Angélique se mordit la lèvre pour dissimuler un sourire, et jeta un regard sur l'assemblée.

– Sire, votre question m'embarrasse devant ces messieurs. Permettez-moi de vous dire que cela ne regarde que mon confesseur.

Le roi se dressa à demi, les yeux brillants. M. Bossuet interposa sa haute taille de Bourguignon et l'autorité d'une main épiscopale.

– Sire, permettez-moi de vous rappeler, en effet, que seul le prêtre a le droit de connaître le secret des consciences.

– Le roi aussi, monsieur Bossuet, quand les actes de ses sujets engagent sa responsabilité. Bachtiari bey a provoqué mon mécontentement par ses insolences, mais il faut admettre que lorsqu'un homme, qu'il soit persan ou non, reçoit certains gages...

– Il n'en a pas reçu, Sire, affirma Angélique.

– J'aime à le croire, maugréa le roi, qui se rassit, sans parvenir à dissimuler son soulagement.

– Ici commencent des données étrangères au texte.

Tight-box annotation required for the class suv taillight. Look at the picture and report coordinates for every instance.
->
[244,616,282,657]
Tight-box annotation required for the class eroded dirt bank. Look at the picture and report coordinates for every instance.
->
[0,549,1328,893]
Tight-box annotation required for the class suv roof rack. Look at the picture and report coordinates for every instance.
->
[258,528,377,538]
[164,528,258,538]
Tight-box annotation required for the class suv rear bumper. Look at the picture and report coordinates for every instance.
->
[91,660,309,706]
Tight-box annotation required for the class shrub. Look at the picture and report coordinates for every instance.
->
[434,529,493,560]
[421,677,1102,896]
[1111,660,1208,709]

M. Bossuet déclara fermement que, quel que fût le passé, il fallait considérer le présent. La question se résumait à ceci : comment calmer la colère de Bachtiari bey tout en passant outre à ses désirs ? Chacun recommença à donner son opinion. M. de Torcy était d'avis qu'on arrêtât l'ambassadeur et qu'on le jetât au fond d'une prison quitte à prévenir le Schah de Perse que son représentant était mort en France de la fièvre quarte. M. Colbert faillit lui sauter au collet. Ces militaires n'avaient aucune idée de l'importance du commerce dans la bonne marche d'un pays ! M. de Lionne estimait, comme M. de Torcy, qu'il ne fallait pas se mettre martel en tête pour ces musulmans lointains, mais M. Bossuet et le jésuite joignirent leur éloquence pour lui démontrer que l'avenir de l'Église en Orient dépendait du bon dénouement de l'ambassade. Enfin Angélique proposa de demander l'avis d'un vieil homme plein de sagesse, qui avait beaucoup voyagé et qui certainement trouverait la solution pour ménager la susceptibilité du Persan. Le roi décida aussitôt de le faire chercher. Angélique devait joindre maître Savary, lui exposer la situation et ramener la solution...

– M. de Lorraine va vous accompagner. Nous retarderons le départ de la Cour pour Saint-Germain jusqu'au soir. À bientôt, Madame. Aidez-nous à réparer les erreurs dont vous êtes en partie fautive. Monsieur Colbert, veuillez demeurer à Versailles. Je dois vous voir après la messe.

*****

Le carrosse croisa les premières équipes des ouvriers qui montaient, la pelle sur l'épaule, vers les chantiers du palais, dont les cheminées et les gouttières, recouvertes à la feuille d'or, étincelaient sous les premiers rayons du soleil. Lorsqu'elle se retrouva, au milieu de la matinée, chez maître Savary, celui-ci eut bien de la peine à s'arracher de ses expériences.

– Il est bien temps de m'appeler au secours, fit-il, sentencieux. C'est au début qu'il fallait me demander conseil.

Magnanime, il consentit pourtant à réfléchir au problème et à faire bénéficier le royaume de sa dure expérience de voyageur et d'esclave en Barbarie. Ramené à Versailles il ne parut nullement impressionné de se trouver devant un aréopage d'aussi grands personnages et du roi lui-même.